Neurofeedback could be answer for 2.5 M Australians suffering from childhood trauma

Comms for Change
Neurofeedback can help developmental trauma, PTSD and schizophrenia

Developmental Trauma, caused by childhood abuse and neglect, is becoming increasingly understood in Australia, along with the recognition that its early treatment can avoid myriad subsequent problems and costs to individuals, families and society.

The upcoming International Childhood Trauma Conference (Melbourne 31 July – 5 August) will address the prevalence of childhood trauma in Australia and what can be done to address the suffering and huge social costs.

In Australia 2.5 million adults report they have experienced emotional, physical or sexual abuse as children.

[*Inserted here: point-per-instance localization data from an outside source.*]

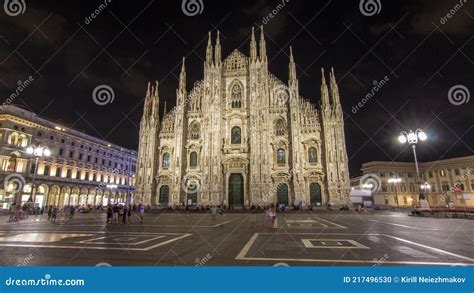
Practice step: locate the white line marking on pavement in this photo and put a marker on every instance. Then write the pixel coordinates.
(97, 247)
(242, 254)
(405, 226)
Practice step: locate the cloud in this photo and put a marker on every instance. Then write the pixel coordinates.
(272, 16)
(428, 12)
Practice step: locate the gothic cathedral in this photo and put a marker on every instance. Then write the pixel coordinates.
(243, 137)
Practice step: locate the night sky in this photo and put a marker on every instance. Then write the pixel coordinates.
(132, 42)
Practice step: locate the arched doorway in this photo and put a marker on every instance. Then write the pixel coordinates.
(315, 194)
(282, 194)
(164, 195)
(236, 189)
(192, 197)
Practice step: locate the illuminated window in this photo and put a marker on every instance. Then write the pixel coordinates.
(166, 161)
(194, 132)
(312, 155)
(193, 159)
(280, 127)
(281, 159)
(236, 96)
(236, 135)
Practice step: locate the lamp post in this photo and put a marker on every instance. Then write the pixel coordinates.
(412, 137)
(394, 181)
(38, 152)
(111, 187)
(425, 187)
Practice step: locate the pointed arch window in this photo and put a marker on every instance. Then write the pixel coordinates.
(166, 161)
(47, 170)
(193, 159)
(312, 155)
(194, 132)
(281, 156)
(236, 135)
(236, 96)
(280, 127)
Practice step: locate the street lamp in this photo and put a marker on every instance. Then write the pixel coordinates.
(111, 187)
(412, 137)
(425, 187)
(38, 152)
(394, 181)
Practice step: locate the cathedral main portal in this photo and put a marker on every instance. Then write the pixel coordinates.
(236, 190)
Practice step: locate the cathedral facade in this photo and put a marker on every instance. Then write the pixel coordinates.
(241, 136)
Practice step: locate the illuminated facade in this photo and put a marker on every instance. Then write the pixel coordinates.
(448, 182)
(81, 170)
(241, 137)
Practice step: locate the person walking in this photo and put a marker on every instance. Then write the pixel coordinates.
(213, 215)
(72, 212)
(124, 214)
(109, 214)
(129, 215)
(273, 214)
(141, 212)
(54, 213)
(115, 211)
(50, 212)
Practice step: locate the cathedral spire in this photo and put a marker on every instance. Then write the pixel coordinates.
(209, 51)
(148, 90)
(155, 112)
(324, 93)
(253, 47)
(263, 47)
(292, 69)
(217, 51)
(182, 79)
(146, 104)
(334, 90)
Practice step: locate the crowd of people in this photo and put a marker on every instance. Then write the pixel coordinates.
(116, 213)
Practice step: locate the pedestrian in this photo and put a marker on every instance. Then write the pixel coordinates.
(72, 212)
(115, 211)
(253, 217)
(109, 214)
(213, 215)
(141, 211)
(274, 219)
(67, 212)
(50, 212)
(123, 214)
(129, 215)
(268, 217)
(54, 213)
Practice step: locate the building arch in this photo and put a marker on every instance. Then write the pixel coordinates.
(280, 127)
(195, 131)
(236, 94)
(236, 135)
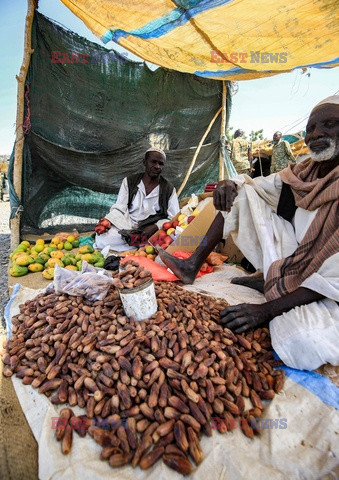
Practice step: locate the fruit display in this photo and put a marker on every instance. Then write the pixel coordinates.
(43, 257)
(146, 251)
(148, 390)
(171, 230)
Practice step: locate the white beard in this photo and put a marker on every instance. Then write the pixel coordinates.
(327, 154)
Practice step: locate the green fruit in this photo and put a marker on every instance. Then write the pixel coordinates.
(39, 260)
(24, 260)
(44, 257)
(35, 267)
(86, 249)
(66, 260)
(68, 246)
(18, 271)
(20, 248)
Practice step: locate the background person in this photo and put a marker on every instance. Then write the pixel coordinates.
(282, 155)
(240, 152)
(144, 200)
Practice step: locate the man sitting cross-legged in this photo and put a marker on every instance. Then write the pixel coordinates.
(287, 227)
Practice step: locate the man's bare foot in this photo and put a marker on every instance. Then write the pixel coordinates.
(185, 270)
(250, 282)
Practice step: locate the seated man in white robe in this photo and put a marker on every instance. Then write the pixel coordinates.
(145, 201)
(287, 226)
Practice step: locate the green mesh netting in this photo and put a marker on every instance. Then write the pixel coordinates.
(92, 122)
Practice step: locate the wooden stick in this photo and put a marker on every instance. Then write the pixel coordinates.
(19, 138)
(196, 153)
(222, 131)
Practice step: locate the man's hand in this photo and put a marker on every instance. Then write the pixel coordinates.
(240, 318)
(224, 195)
(103, 226)
(149, 230)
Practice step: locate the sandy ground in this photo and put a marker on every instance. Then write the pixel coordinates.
(4, 253)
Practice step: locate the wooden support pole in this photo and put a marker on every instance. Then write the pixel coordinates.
(19, 137)
(222, 131)
(196, 153)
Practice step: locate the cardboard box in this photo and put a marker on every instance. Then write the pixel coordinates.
(194, 233)
(228, 247)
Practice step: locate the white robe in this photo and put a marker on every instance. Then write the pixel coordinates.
(307, 336)
(126, 218)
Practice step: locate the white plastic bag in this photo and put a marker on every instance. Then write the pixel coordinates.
(91, 283)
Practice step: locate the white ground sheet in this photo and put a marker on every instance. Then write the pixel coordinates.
(308, 448)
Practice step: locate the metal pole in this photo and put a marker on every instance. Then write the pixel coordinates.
(19, 138)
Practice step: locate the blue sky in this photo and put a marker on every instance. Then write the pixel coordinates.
(275, 103)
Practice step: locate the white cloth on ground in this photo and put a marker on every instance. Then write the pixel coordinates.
(141, 208)
(306, 336)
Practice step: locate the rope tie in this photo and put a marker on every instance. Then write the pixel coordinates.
(26, 127)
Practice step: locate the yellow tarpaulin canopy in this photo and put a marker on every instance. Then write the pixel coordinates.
(221, 39)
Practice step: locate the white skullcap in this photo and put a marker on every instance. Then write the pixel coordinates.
(332, 100)
(158, 150)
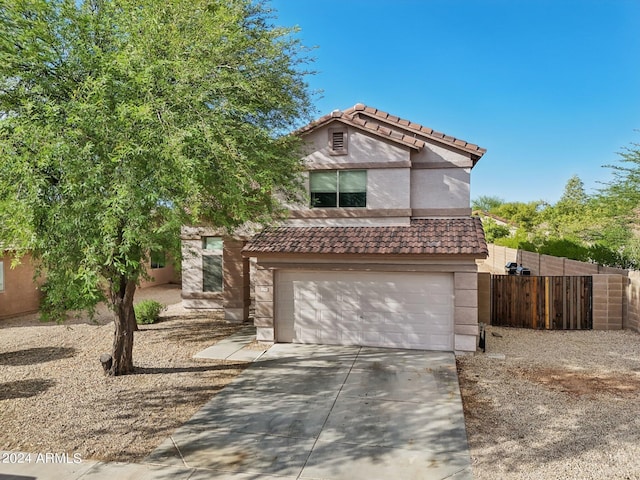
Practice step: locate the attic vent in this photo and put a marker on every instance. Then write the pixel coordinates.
(338, 141)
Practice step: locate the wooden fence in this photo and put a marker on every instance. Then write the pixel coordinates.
(551, 303)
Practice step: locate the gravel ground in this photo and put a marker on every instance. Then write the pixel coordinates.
(558, 405)
(553, 405)
(55, 398)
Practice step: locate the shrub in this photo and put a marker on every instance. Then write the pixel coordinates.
(148, 311)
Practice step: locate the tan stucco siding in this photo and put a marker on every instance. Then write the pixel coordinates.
(362, 148)
(445, 188)
(20, 293)
(437, 154)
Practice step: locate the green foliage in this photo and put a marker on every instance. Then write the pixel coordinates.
(486, 203)
(564, 247)
(148, 311)
(121, 121)
(526, 215)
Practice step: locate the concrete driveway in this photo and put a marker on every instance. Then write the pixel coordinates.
(329, 412)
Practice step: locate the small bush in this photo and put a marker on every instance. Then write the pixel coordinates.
(148, 311)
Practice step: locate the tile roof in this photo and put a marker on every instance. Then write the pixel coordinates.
(434, 236)
(359, 110)
(366, 125)
(407, 132)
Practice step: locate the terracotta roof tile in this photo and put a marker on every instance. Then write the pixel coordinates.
(359, 110)
(437, 236)
(363, 124)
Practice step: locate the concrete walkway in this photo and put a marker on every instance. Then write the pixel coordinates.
(310, 412)
(234, 348)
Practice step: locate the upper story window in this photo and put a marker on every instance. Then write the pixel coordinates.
(338, 141)
(338, 188)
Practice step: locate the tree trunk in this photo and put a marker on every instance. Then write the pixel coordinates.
(125, 325)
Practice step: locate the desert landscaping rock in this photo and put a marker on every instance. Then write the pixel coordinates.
(54, 396)
(562, 405)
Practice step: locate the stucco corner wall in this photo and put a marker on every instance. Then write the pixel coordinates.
(264, 302)
(21, 294)
(465, 315)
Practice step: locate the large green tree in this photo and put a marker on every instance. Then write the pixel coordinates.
(122, 120)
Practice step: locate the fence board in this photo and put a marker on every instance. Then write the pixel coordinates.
(542, 302)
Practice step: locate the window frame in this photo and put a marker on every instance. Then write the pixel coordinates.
(337, 192)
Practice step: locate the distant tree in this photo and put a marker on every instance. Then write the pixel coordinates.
(525, 215)
(493, 230)
(570, 216)
(486, 203)
(616, 208)
(122, 120)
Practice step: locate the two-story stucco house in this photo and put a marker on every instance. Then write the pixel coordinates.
(384, 253)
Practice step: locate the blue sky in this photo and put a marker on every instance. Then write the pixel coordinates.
(551, 88)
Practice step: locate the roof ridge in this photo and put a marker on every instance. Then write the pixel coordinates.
(386, 132)
(360, 108)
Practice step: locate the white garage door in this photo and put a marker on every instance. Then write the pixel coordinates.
(398, 310)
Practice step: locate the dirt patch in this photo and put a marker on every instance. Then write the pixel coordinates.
(583, 383)
(54, 396)
(553, 405)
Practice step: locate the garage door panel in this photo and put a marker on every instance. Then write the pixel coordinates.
(398, 310)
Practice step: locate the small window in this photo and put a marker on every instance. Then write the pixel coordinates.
(158, 260)
(341, 188)
(338, 141)
(212, 243)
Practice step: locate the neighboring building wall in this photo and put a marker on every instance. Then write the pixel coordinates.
(19, 293)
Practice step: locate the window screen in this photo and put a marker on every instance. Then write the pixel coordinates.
(353, 188)
(342, 188)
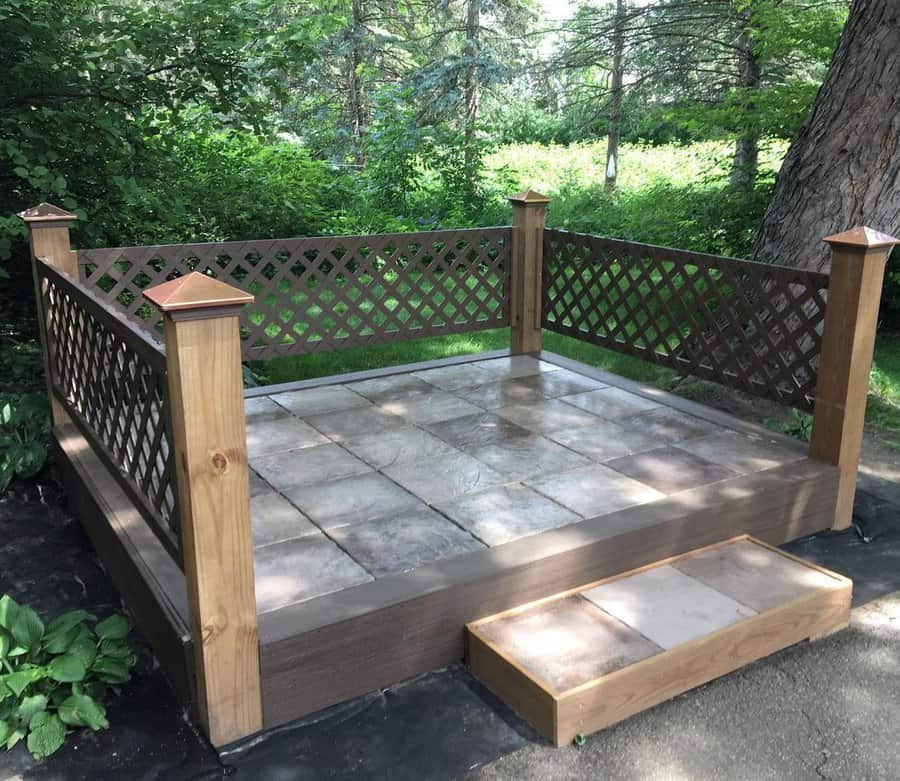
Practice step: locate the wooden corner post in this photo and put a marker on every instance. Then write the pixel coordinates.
(200, 323)
(858, 260)
(529, 218)
(48, 238)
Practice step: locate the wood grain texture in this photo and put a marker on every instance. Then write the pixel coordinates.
(529, 218)
(848, 342)
(512, 684)
(599, 701)
(330, 649)
(149, 581)
(210, 440)
(52, 243)
(659, 678)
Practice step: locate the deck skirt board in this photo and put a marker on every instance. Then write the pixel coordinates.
(584, 659)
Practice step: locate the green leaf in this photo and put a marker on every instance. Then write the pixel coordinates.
(66, 669)
(113, 628)
(31, 706)
(46, 736)
(15, 736)
(27, 628)
(60, 642)
(84, 648)
(22, 679)
(80, 710)
(111, 670)
(8, 608)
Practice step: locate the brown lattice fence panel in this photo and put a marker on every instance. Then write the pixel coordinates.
(747, 325)
(111, 379)
(329, 292)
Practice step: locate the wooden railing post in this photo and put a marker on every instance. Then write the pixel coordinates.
(48, 238)
(203, 352)
(529, 218)
(851, 317)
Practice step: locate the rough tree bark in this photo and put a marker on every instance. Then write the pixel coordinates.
(615, 99)
(356, 103)
(471, 92)
(843, 168)
(746, 149)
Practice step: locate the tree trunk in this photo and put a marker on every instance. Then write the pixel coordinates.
(615, 99)
(746, 149)
(470, 88)
(843, 169)
(356, 103)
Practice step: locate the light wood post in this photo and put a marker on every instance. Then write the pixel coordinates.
(529, 218)
(851, 317)
(200, 325)
(48, 238)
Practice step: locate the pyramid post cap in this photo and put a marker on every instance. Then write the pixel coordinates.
(862, 237)
(196, 291)
(47, 213)
(528, 197)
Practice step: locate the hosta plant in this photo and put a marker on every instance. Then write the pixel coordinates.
(56, 676)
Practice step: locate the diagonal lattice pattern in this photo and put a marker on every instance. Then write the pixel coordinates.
(328, 292)
(111, 379)
(750, 326)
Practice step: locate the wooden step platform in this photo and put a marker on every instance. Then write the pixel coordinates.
(582, 660)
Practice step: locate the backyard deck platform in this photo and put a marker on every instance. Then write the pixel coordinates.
(391, 508)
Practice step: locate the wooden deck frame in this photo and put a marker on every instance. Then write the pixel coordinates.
(340, 645)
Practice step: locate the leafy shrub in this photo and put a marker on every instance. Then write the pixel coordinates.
(57, 676)
(799, 427)
(24, 428)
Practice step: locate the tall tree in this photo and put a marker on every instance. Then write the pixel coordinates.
(617, 78)
(843, 168)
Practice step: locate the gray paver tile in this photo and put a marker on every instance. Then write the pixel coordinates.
(403, 541)
(349, 423)
(440, 405)
(514, 366)
(275, 519)
(301, 569)
(462, 375)
(528, 456)
(753, 575)
(743, 453)
(263, 408)
(611, 403)
(317, 401)
(595, 490)
(505, 513)
(475, 430)
(666, 606)
(603, 440)
(547, 416)
(442, 478)
(268, 436)
(668, 425)
(396, 445)
(561, 383)
(670, 470)
(350, 499)
(500, 394)
(397, 387)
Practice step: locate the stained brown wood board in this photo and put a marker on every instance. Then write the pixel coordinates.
(579, 661)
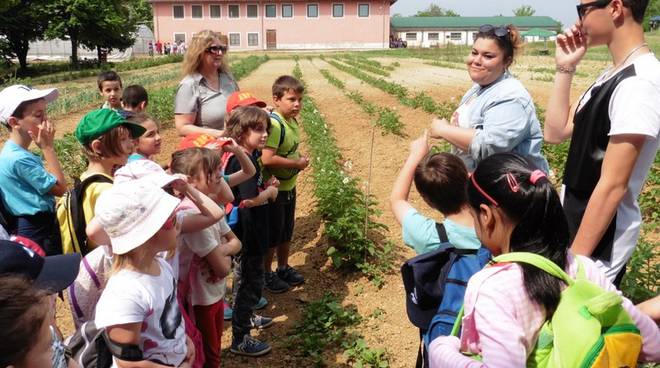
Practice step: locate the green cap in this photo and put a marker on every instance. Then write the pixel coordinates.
(99, 122)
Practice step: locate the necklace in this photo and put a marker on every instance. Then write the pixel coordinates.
(626, 59)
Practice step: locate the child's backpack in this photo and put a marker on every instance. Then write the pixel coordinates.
(590, 327)
(71, 217)
(435, 286)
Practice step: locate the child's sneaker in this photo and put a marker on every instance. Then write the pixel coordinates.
(263, 302)
(249, 347)
(290, 276)
(274, 284)
(260, 322)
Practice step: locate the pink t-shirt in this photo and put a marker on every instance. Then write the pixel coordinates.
(502, 324)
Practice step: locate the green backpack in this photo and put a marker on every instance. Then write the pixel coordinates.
(590, 327)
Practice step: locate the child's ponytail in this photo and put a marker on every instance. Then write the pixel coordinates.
(528, 199)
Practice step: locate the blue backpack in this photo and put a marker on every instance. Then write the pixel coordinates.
(435, 285)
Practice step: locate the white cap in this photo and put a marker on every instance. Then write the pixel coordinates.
(13, 96)
(132, 212)
(147, 169)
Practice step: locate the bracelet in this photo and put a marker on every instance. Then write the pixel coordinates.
(565, 70)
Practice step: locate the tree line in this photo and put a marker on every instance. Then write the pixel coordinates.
(99, 25)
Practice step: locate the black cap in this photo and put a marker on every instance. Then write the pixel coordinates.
(53, 273)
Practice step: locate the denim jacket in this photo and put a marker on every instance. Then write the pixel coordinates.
(504, 116)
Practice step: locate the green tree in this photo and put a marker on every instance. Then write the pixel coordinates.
(94, 24)
(524, 11)
(21, 21)
(435, 10)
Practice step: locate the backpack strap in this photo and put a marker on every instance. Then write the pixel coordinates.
(442, 232)
(77, 212)
(536, 261)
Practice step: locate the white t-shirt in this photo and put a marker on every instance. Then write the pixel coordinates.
(132, 297)
(205, 287)
(634, 109)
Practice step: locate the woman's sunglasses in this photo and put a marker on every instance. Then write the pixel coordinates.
(582, 8)
(500, 31)
(216, 49)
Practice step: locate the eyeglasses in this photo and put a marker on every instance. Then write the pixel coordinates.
(582, 8)
(217, 49)
(170, 223)
(500, 31)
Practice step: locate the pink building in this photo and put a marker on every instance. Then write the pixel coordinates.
(277, 24)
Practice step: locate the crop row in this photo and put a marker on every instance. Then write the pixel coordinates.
(346, 210)
(388, 120)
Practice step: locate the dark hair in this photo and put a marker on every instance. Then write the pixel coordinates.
(509, 44)
(541, 225)
(107, 76)
(441, 180)
(134, 95)
(194, 161)
(244, 118)
(23, 310)
(637, 8)
(287, 83)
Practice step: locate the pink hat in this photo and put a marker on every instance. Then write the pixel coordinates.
(132, 212)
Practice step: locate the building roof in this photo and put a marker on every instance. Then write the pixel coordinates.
(471, 22)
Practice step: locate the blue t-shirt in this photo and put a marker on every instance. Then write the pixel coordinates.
(24, 182)
(420, 233)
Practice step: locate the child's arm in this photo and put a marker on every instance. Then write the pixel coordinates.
(269, 193)
(419, 148)
(247, 168)
(270, 158)
(45, 141)
(129, 334)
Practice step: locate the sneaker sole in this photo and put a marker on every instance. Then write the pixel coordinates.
(238, 352)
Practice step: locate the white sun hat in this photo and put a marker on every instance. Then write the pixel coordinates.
(132, 212)
(13, 96)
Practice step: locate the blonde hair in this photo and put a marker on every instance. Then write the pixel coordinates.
(200, 42)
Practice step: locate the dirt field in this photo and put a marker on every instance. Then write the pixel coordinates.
(353, 130)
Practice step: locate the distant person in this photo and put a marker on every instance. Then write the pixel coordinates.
(110, 88)
(200, 103)
(614, 130)
(27, 188)
(497, 114)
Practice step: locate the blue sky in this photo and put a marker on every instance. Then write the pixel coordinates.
(562, 10)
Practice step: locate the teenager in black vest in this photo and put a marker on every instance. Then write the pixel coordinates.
(613, 129)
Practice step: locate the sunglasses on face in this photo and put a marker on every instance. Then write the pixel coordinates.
(217, 49)
(582, 8)
(499, 31)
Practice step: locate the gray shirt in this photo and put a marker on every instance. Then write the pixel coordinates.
(195, 96)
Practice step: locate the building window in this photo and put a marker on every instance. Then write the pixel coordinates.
(234, 11)
(312, 10)
(271, 11)
(363, 10)
(253, 39)
(215, 11)
(337, 10)
(287, 10)
(234, 39)
(177, 11)
(252, 11)
(179, 38)
(196, 11)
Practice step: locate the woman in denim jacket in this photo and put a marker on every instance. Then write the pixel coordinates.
(497, 114)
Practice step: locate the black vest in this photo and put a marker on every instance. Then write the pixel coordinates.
(591, 127)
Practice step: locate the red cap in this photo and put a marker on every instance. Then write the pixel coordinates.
(240, 98)
(201, 140)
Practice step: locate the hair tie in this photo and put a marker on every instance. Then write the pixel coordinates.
(535, 176)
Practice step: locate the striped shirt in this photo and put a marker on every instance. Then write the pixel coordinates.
(502, 324)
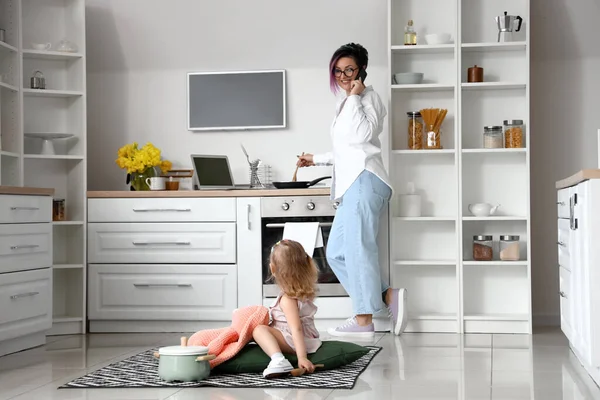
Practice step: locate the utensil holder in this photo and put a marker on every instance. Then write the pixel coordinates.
(254, 179)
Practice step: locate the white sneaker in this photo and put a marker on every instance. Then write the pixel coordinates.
(277, 367)
(351, 329)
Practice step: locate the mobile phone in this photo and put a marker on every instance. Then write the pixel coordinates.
(362, 75)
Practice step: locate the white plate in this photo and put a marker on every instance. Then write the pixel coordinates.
(49, 136)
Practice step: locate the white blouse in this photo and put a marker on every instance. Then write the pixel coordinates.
(355, 135)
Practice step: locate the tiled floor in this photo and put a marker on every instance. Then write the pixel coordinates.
(413, 366)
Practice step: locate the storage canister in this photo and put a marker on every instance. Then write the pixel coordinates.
(492, 137)
(415, 130)
(513, 133)
(482, 248)
(509, 248)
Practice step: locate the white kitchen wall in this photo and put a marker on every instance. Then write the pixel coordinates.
(140, 50)
(565, 100)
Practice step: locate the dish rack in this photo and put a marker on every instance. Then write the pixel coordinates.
(261, 176)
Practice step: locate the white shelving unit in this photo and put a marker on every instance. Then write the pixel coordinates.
(431, 255)
(60, 108)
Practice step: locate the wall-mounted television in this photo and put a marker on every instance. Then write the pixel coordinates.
(236, 100)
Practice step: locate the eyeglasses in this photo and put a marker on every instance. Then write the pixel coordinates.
(348, 72)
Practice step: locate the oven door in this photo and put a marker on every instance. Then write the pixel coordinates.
(272, 232)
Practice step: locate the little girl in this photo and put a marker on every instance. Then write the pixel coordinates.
(292, 329)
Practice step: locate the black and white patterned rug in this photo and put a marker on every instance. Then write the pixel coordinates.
(141, 371)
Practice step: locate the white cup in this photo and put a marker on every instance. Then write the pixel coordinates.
(41, 46)
(156, 183)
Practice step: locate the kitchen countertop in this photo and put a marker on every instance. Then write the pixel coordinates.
(579, 177)
(208, 193)
(28, 191)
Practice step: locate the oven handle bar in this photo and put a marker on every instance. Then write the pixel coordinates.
(321, 224)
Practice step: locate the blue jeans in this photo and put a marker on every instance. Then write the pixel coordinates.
(352, 251)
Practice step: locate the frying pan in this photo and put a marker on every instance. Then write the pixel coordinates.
(298, 184)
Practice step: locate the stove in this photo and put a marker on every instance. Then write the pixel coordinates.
(275, 212)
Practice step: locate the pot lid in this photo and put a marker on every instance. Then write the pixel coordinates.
(183, 351)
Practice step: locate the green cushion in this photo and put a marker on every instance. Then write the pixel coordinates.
(332, 354)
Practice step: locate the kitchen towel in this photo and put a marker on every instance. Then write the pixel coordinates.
(308, 234)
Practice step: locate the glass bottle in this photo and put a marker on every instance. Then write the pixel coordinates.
(482, 248)
(492, 137)
(415, 130)
(513, 134)
(410, 36)
(509, 248)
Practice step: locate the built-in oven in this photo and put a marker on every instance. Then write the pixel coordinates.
(275, 212)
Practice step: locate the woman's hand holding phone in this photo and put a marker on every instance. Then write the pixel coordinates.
(305, 160)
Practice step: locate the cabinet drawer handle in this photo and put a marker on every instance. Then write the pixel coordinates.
(162, 210)
(322, 224)
(158, 285)
(24, 246)
(248, 212)
(161, 243)
(21, 295)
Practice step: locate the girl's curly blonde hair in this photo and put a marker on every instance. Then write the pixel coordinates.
(293, 270)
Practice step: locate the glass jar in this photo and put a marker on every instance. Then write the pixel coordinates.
(492, 137)
(58, 210)
(509, 248)
(513, 133)
(433, 137)
(415, 130)
(482, 248)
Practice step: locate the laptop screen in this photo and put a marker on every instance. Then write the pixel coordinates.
(212, 171)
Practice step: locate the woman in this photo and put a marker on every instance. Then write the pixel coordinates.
(361, 185)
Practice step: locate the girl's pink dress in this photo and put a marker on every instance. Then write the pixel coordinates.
(306, 310)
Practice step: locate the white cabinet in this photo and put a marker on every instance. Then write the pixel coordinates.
(161, 263)
(26, 276)
(249, 251)
(162, 292)
(579, 258)
(161, 243)
(26, 303)
(25, 247)
(20, 209)
(162, 210)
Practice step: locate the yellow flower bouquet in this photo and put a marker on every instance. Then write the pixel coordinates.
(141, 163)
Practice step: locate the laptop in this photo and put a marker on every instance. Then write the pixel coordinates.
(214, 173)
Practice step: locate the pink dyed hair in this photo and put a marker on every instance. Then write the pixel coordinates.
(355, 51)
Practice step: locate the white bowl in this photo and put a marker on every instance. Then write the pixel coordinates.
(41, 46)
(408, 78)
(437, 38)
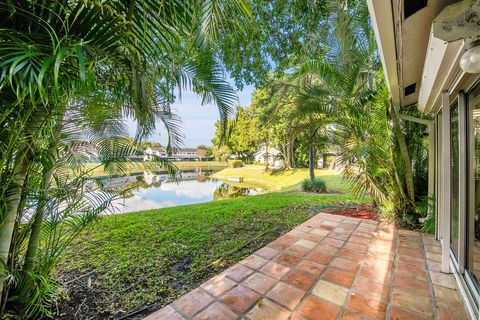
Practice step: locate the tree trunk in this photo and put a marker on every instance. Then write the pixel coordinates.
(292, 158)
(311, 164)
(49, 164)
(405, 156)
(13, 196)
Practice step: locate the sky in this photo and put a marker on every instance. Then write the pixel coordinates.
(198, 122)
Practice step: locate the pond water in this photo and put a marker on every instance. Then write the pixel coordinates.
(148, 190)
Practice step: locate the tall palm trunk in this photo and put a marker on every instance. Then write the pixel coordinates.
(49, 165)
(14, 194)
(405, 156)
(311, 164)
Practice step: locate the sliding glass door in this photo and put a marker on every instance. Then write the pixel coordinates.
(473, 194)
(454, 180)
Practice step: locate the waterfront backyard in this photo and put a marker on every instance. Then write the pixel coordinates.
(168, 160)
(139, 261)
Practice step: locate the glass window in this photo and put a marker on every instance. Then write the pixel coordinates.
(474, 194)
(454, 178)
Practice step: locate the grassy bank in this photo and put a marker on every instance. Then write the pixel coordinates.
(97, 170)
(255, 175)
(138, 259)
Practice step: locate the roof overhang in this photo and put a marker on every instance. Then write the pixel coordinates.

This is a serious social, health and economic issue in Australia. The NSW government Forecasting Future Outcomes report (2018) found that 7% of the state's population would use 50% of the state's resources by the age of 40, with analysis indicating the likely cause to be developmental trauma.

People with Developmental Trauma often have many complex emotional, cognitive and physical illnesses that last throughout their lives, notoriously difficult to treat with the usual mental health treatments of pharmaceuticals or talking psychotherapies. For the more severe cases, estimated to be 40% of all cases, these methods have not been very effective. However, evidence is emerging that all sufferers, including the more severe end of the spectrum, can be helped with neurofeedback and other novel treatments, accompanied by the ability to now map brain activity with Quantitative Electroencephalograms (qEEGs).

Neurofeedback helps trauma affected people normalise control of their brain and body, and teaches them how to calm their nervous system, by measuring and controlling their own brainwave patterns – in a way that they can see on a screen.

It works through re-patterning – the person watches a special computer game or video that only responds when the brain adjusts its activity to match what the therapist has determined on their computer. Nothing is done to the brain – it finds its own solution to re-pattern, and this has been used safely for many years. With training, the brain more easily and frequently produces the desired brainwave activity leading to improved self-regulation and reduction in symptoms.

Neurofeedback has been used effectively in Australia for the treatment of refugees who have experienced torture and trauma at STARTTS (NSW Service for the Treatment and Rehabilitation of Torture and Trauma Survivors), and by Associate Professor Roger Gurr, Clinical Director of the headspace Early Psychosis program at Penrith, with young people with treatment resistant schizophrenia. One of STARTTS' clients is an enthusiastic advocate for neurofeedback and is happy to speak to media.

A Canadian expert on treating Developmental Trauma and PTSD, Professor Ruth Lanius, will be in Australia next week as a keynote speaker at the International Childhood Trauma Conference, organised by the Australian Childhood Foundation. Through her clinical work, research and teaching, she is paving the way for the recognition of neurofeedback in the trauma field. She has also researched the impact of trauma on the Canadian indigenous community.

Professor Lanius is a warm and compelling speaker who can discuss the significance of Developmental Trauma and PTSD, and the social costs of not addressing it or translating the research into effective treatments.

She is Professor of Psychiatry and the director of the posttraumatic stress disorder (PTSD) research unit at the University of Western Ontario. She researches the neurobiology of PTSD and treatment with various methods, including medication, psychotherapy and neurofeedback. She is the author of more than 100 research papers and has recently published the book Healing the traumatized self: consciousness, neuroscience, treatment with Paul Frewen.

Her randomised, controlled trial of alpha-rhythm EEG neurofeedback in PTSD has shown decreased symptoms and restored default mode and salience network connectivity.

But access to neurofeedback treatment is very limited in Australia and few are trained to deliver it.

Local psychiatrist and advocate Roger Gurris making the case here for more training for professionals and more pilot programmes using neurofeedback and other novel treatments for developmental trauma, PTSD and schizophrenia. Professor Ruth Lanius can also speak to this.

Further notes:

What is QEEG?

  • qEEG (Quantitative Electroencephalogram), also known as 'brain mapping', is a non-invasive assessment method that records brain electrical activity in the form of brain wave patterns. QEEG assessments are used to identify patterns in brain activity that may help to understand clients' psychological, cognitive and emotional symptoms and assist in making well-informed decisions about their treatment.

Benefits of brain function assessment through QEEG

  • Comparing a person's EEG with a normative database shows up the differences in brain wave activity that need to be treated, to return the brain to more normal functioning.

What's needed in Australia

  • What's needed in Australia, to really support young people to escape the devastating impact of developmental trauma, and to be able to live their lives independently, is funding for pilot services that can provide new brain treatments and document their effectiveness.
  • We need to build the evidence base and train more health care workers and mental health professionals in how to analyse Quantitative EEGs and how to implement Neurofeedback and other emerging novel treatments.